Reinforcement Learning for Robotic Control

When I began to study Reinforcement Learning (RL) in robotics, I noted that there was no literature available that reviewed the varying methods of RL for complex, multistep tasks. To solve this issue, and to provide a resource for future researchers working on robotic control with RL, I wrote a review paper focused on the multi-action sequence of pick-and-place. The task involves object recognition, grasp selection, manipulation, and placement, a relevant series of actions for most robotic applications. This survey accumulates all data published in the field on this topic, to provide a resource which can be used for benchmarking RL control strategies in the future. I was the primary author on this paper and wrote the content myself, with reviewal support from my supervisor and a senior member of my lab. The paper was published in MDPI robotics and can be found at this link

Pick and Place

Since the publication of the paper, I have focused my research on establishing the RL for Robotics project for the AI for Manufacturing Lab at the University of Waterloo. The goal of this project is to design, simulate, and validate new RL control strategies for simple tasks such as robotic grasping and robotic pick-and-place.

The foundation for the RL control strategy is the Markov Decision Process (MDP).

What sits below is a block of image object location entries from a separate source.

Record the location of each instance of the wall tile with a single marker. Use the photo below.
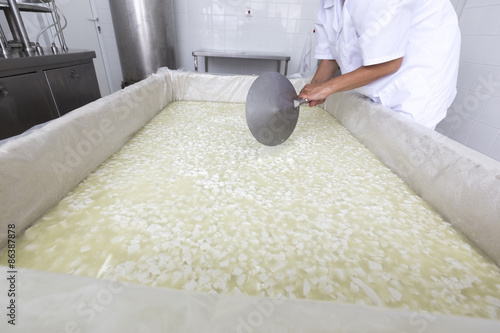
(491, 113)
(474, 48)
(461, 129)
(466, 74)
(488, 22)
(482, 137)
(495, 149)
(492, 57)
(469, 20)
(474, 3)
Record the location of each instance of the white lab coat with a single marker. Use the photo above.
(424, 32)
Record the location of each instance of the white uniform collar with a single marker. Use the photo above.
(331, 3)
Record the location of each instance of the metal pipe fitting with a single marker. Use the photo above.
(18, 21)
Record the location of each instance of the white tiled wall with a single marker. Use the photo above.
(273, 26)
(474, 117)
(286, 26)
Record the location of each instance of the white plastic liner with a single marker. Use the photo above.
(51, 302)
(41, 166)
(462, 184)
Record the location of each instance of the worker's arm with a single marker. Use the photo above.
(322, 85)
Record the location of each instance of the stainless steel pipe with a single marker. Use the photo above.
(19, 24)
(145, 35)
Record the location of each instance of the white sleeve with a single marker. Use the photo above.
(322, 49)
(383, 28)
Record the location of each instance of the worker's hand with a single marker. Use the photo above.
(315, 92)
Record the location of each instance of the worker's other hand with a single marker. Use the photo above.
(315, 92)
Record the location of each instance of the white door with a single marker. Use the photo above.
(82, 34)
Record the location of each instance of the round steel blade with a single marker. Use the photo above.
(270, 112)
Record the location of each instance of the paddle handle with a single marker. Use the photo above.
(299, 101)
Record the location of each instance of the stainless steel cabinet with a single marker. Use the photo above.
(37, 89)
(72, 86)
(24, 102)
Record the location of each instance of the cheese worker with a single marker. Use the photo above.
(400, 53)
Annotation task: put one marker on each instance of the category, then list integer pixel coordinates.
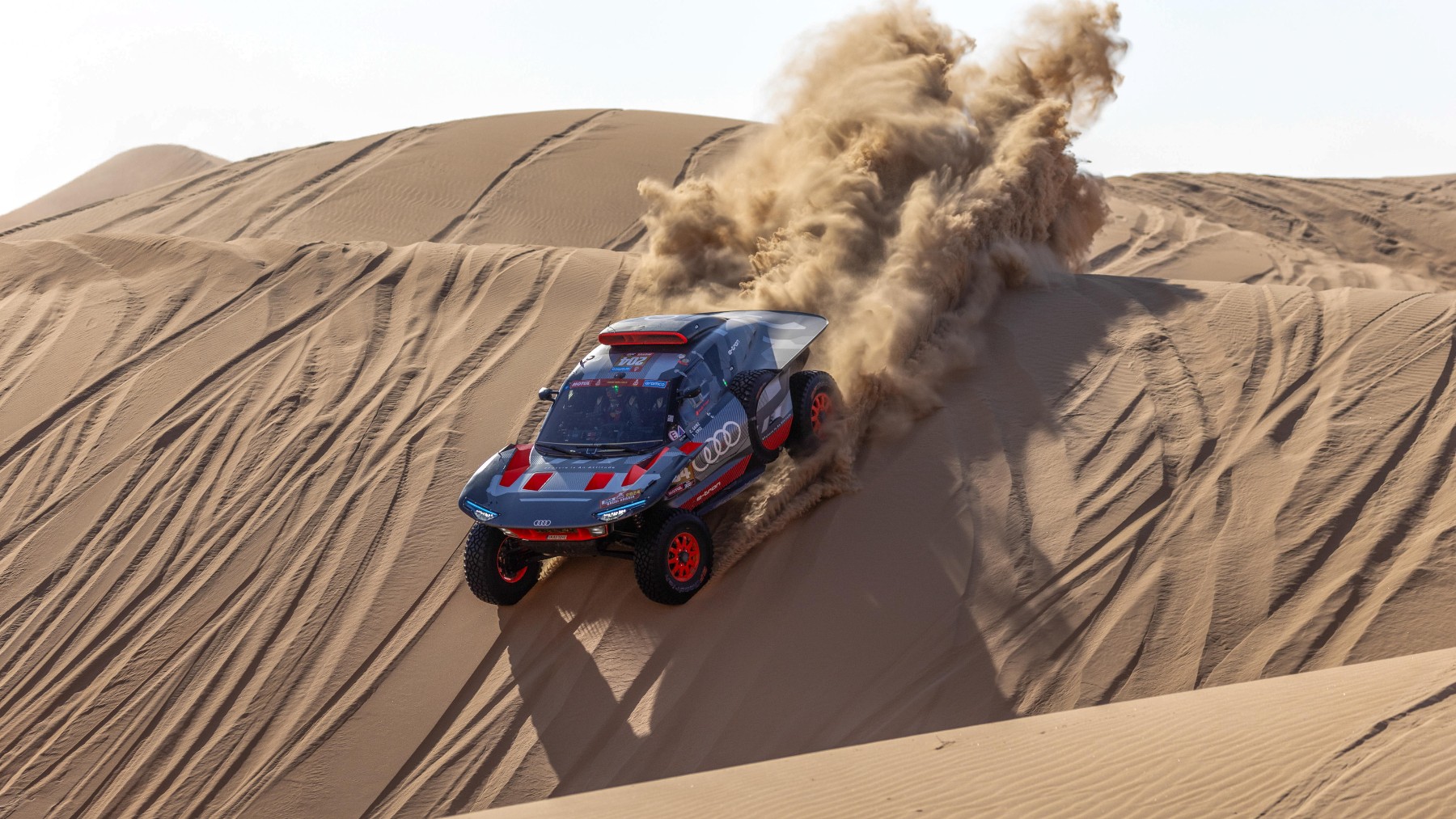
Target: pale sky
(1285, 87)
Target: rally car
(662, 422)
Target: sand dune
(1359, 741)
(564, 178)
(127, 172)
(229, 562)
(1385, 233)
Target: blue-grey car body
(704, 457)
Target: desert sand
(127, 172)
(1166, 536)
(1361, 741)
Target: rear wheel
(746, 387)
(497, 568)
(675, 556)
(815, 406)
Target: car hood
(526, 488)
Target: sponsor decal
(711, 491)
(720, 445)
(620, 498)
(609, 383)
(631, 362)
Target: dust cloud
(903, 188)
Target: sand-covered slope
(229, 549)
(1388, 233)
(564, 178)
(568, 178)
(1361, 741)
(127, 172)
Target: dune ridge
(236, 409)
(127, 172)
(231, 575)
(562, 178)
(1248, 749)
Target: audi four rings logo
(722, 442)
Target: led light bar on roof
(642, 338)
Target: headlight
(620, 513)
(480, 513)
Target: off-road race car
(662, 422)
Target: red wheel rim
(504, 571)
(682, 558)
(820, 409)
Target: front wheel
(815, 405)
(675, 558)
(497, 568)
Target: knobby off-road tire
(815, 405)
(746, 387)
(675, 556)
(493, 572)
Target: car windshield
(602, 415)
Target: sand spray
(902, 189)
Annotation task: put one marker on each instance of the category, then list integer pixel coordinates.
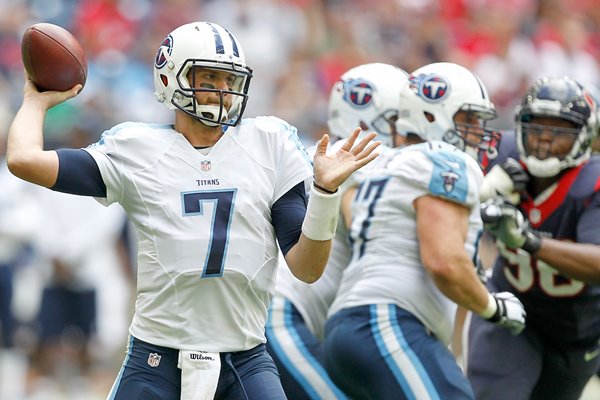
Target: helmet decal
(367, 96)
(209, 46)
(165, 47)
(432, 88)
(358, 92)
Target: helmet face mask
(444, 101)
(366, 96)
(209, 47)
(556, 123)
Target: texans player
(214, 198)
(549, 250)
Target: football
(53, 57)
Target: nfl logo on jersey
(205, 165)
(153, 360)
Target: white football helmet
(434, 94)
(366, 96)
(206, 45)
(563, 98)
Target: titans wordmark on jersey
(207, 251)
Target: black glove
(510, 313)
(508, 225)
(517, 174)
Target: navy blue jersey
(563, 310)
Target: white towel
(199, 374)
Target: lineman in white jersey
(365, 96)
(211, 197)
(414, 228)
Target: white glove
(508, 180)
(508, 225)
(510, 313)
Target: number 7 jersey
(207, 251)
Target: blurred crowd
(298, 49)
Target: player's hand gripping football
(508, 225)
(331, 170)
(510, 313)
(508, 180)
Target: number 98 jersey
(562, 309)
(207, 252)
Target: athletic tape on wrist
(322, 214)
(491, 307)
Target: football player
(415, 224)
(365, 96)
(212, 197)
(549, 250)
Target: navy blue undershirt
(78, 173)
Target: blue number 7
(193, 204)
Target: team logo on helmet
(432, 88)
(166, 48)
(449, 178)
(358, 92)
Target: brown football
(53, 57)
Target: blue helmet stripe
(219, 48)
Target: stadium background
(297, 48)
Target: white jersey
(386, 266)
(313, 300)
(207, 251)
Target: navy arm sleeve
(78, 174)
(287, 215)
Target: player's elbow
(308, 277)
(443, 270)
(18, 163)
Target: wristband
(491, 309)
(320, 221)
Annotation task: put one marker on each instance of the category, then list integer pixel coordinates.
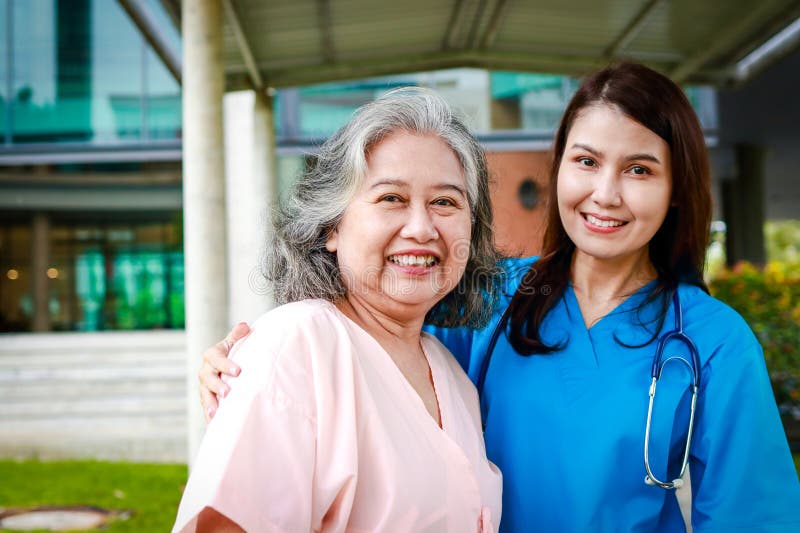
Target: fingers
(239, 331)
(209, 402)
(215, 363)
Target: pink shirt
(322, 432)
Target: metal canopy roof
(278, 43)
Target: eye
(445, 202)
(390, 198)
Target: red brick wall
(518, 231)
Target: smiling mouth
(414, 260)
(593, 220)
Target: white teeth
(603, 223)
(413, 260)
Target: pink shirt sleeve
(322, 432)
(256, 461)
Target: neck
(610, 279)
(380, 325)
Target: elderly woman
(346, 416)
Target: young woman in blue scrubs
(565, 391)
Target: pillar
(251, 192)
(743, 207)
(40, 262)
(203, 195)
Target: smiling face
(614, 185)
(403, 242)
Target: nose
(420, 225)
(607, 191)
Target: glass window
(105, 274)
(83, 72)
(4, 78)
(15, 295)
(117, 90)
(163, 106)
(117, 276)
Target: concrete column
(251, 191)
(205, 248)
(743, 207)
(40, 262)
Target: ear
(332, 243)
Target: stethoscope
(676, 335)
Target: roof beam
(633, 28)
(143, 18)
(244, 47)
(173, 9)
(326, 34)
(723, 42)
(472, 39)
(370, 67)
(454, 25)
(498, 15)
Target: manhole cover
(56, 518)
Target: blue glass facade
(80, 71)
(79, 74)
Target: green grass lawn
(150, 491)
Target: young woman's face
(614, 185)
(403, 242)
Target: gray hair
(297, 262)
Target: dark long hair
(677, 250)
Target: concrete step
(119, 357)
(112, 395)
(29, 390)
(92, 407)
(92, 374)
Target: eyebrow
(632, 157)
(403, 183)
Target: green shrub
(769, 300)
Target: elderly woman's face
(403, 242)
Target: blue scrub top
(567, 429)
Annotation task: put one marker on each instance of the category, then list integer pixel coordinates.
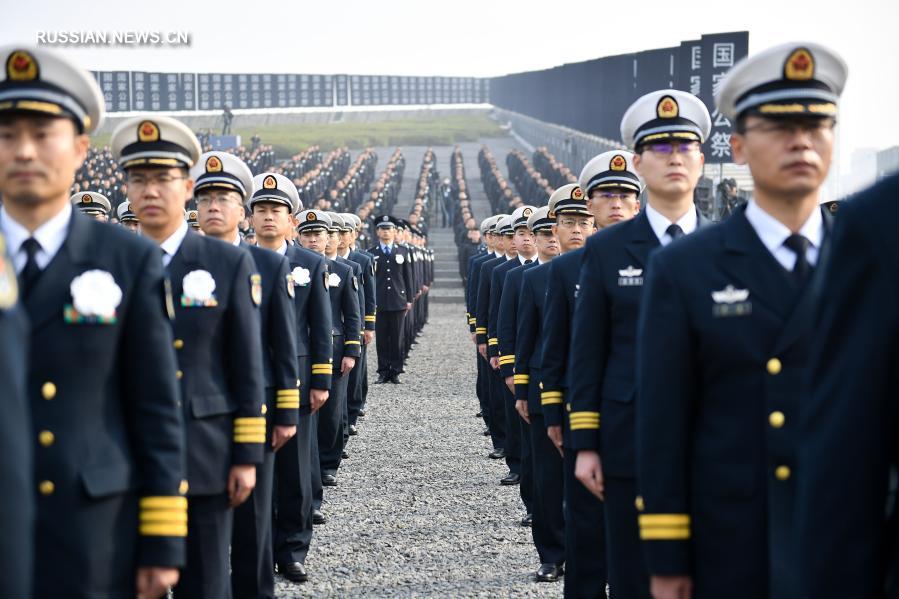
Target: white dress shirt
(50, 235)
(171, 245)
(773, 233)
(660, 223)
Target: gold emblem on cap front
(21, 66)
(147, 131)
(213, 165)
(667, 108)
(800, 65)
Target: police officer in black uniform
(106, 430)
(395, 292)
(724, 340)
(272, 205)
(222, 183)
(17, 504)
(216, 293)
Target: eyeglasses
(666, 148)
(607, 195)
(140, 181)
(787, 127)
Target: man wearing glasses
(665, 128)
(724, 338)
(214, 308)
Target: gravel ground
(418, 510)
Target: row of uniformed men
(645, 385)
(163, 371)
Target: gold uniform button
(776, 419)
(48, 390)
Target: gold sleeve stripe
(163, 530)
(163, 502)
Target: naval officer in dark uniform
(106, 430)
(216, 293)
(222, 183)
(724, 340)
(273, 205)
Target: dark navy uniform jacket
(849, 430)
(393, 278)
(497, 285)
(531, 309)
(309, 272)
(507, 315)
(108, 438)
(346, 321)
(561, 287)
(16, 439)
(482, 311)
(219, 349)
(279, 348)
(724, 339)
(603, 341)
(367, 284)
(471, 288)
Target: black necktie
(30, 274)
(799, 245)
(674, 231)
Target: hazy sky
(477, 38)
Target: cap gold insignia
(147, 131)
(21, 66)
(800, 65)
(213, 165)
(667, 108)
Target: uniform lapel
(642, 241)
(51, 292)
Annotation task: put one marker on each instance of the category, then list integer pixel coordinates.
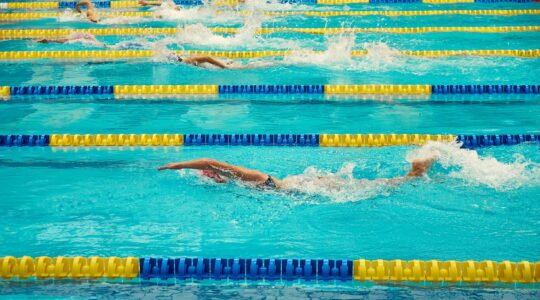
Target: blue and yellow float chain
(15, 34)
(18, 16)
(272, 269)
(245, 139)
(121, 91)
(133, 3)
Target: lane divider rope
(48, 33)
(124, 54)
(120, 91)
(128, 4)
(13, 16)
(272, 269)
(314, 140)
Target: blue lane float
(97, 4)
(312, 140)
(271, 89)
(477, 141)
(62, 90)
(246, 269)
(484, 89)
(252, 139)
(283, 89)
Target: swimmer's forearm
(197, 164)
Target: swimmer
(76, 36)
(203, 60)
(219, 171)
(169, 4)
(90, 10)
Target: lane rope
(54, 33)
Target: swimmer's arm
(222, 168)
(197, 164)
(203, 164)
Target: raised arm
(221, 168)
(88, 4)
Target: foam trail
(199, 34)
(468, 166)
(139, 43)
(462, 164)
(340, 186)
(69, 16)
(206, 14)
(121, 20)
(270, 5)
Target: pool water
(113, 202)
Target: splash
(139, 43)
(121, 20)
(338, 56)
(69, 16)
(340, 186)
(271, 5)
(468, 166)
(207, 14)
(246, 36)
(338, 53)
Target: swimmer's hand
(171, 166)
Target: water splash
(271, 5)
(199, 34)
(207, 14)
(473, 169)
(465, 165)
(338, 56)
(69, 16)
(140, 43)
(121, 20)
(340, 186)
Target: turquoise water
(112, 201)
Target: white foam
(270, 5)
(338, 56)
(120, 20)
(139, 43)
(199, 34)
(69, 16)
(473, 169)
(207, 14)
(340, 186)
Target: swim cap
(213, 175)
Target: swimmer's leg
(196, 60)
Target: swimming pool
(66, 199)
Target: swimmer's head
(173, 57)
(213, 175)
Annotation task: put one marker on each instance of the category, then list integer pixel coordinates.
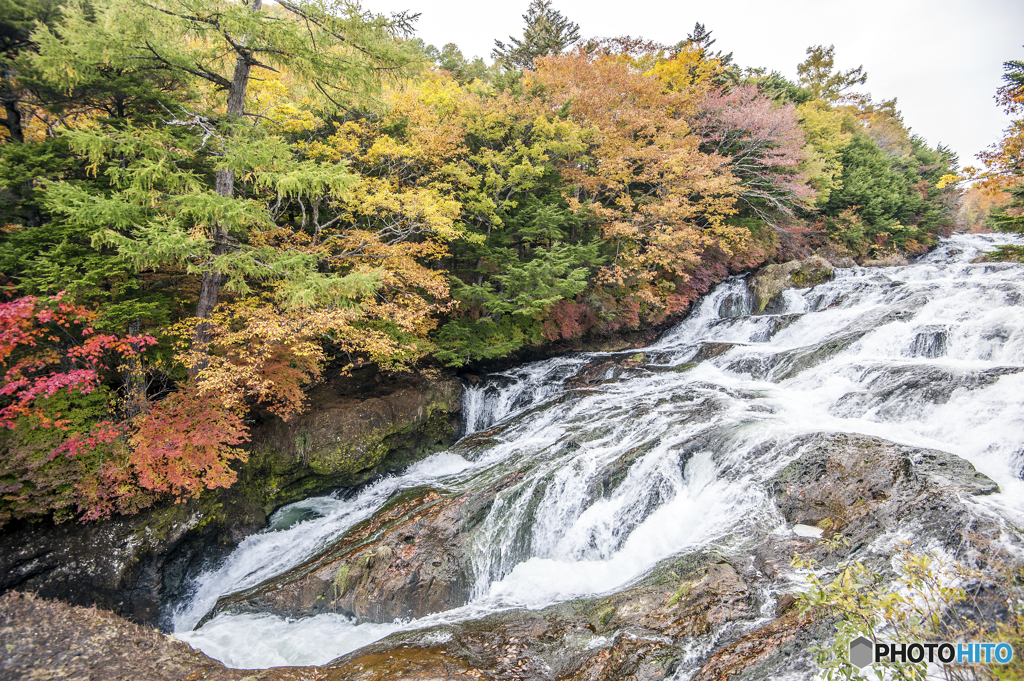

The MDP is a process which encourages specific behaviours and discourages others by feeding rewards or punishments to the agent based on the agent’s actions in the environment. The agent selects an action based on its policy function for actions given states. For the case of robotic pick-and-place, the “state” fed to the robotic agent is the RGBD rendered image of the 6 DoF robotic arm in the environment. The “action” is the x, y, z, pitch, roll, yaw, and gripper position command which is fed to the robotic arm for execution. The diagram below shows the cycle of the MDP for robotic grasping.

MDP Learning Framework

The process of exploring the environment, creating a value function representation, and updating the control policy, requires a complex methodology. The model-free methods that I developed and tested for this task were TD3 and PPO.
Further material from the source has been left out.